Hoje foi publicada a Portaria Conjunta PGFN/RFB nº 09/2011, por meio da qual se regulamentou o disposto no art. 43 da Lei nº 12.431/11.

Deveras, o sujeito passivo optante por modalidades de parcelamento instituídas pela Lei nº 11.941/09 poderá amortizar o respectivo saldo devedor com créditos líquidos de precatórios expedidos[1], de sua titularidade[2], devidos pela União[3]

A amortização se dará sob a forma de antecipação de prestações (mínimo de 12) com os benefícios aplicáveis ao pagamento à vista, sujeitando-se à ulterior disponibilização financeira do precatório.

Será permitido o levantamento de penhora sobre o precatório caso este consista em garantia dos débitos objeto do parcelamento no qual será realizada a amortização. Caso garanta outros débitos, deverá ser providenciada sua substituição.

O pedido de amortização deverá indicar a modalidade de parcelamento a que se refere e ser instruído com (i) cópia da ordem de precatório expedida pelo Tribunal, (ii) certidão do Juízo da execução sobre o valor líquido atualizado e eventual existência de ônus, e (iii) prova de requerimento de bloqueio do precatório, considerando o pedido de amortização. 

A amortização não exime o sujeito passivo do pagamento das prestações mensais, exceto se ocorrer a liquidação integral das modalidades de parcelamento.
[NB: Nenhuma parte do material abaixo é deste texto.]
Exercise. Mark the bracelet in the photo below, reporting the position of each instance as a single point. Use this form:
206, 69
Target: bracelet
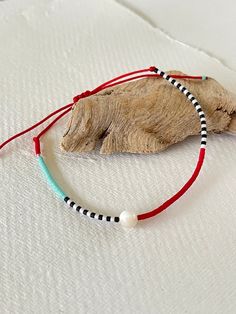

Sendo cancelado o precatório, o parcelamento será restabelecido, devendo as parcelas em atraso serem liquidadas em até 30 dias, sob pena de rescisão.
 

[1] Assim considerados aqueles para os quais já tenha havido a expedição da ordem pelo Tribunal, inclusive anteriormente à EC nº 62/09.
[2] Considera-se titular do precatório o credor originário.
[3] Somente poderão ser objeto de amortização os débitos perante a mesma pessoa jurídica devedora do precatório.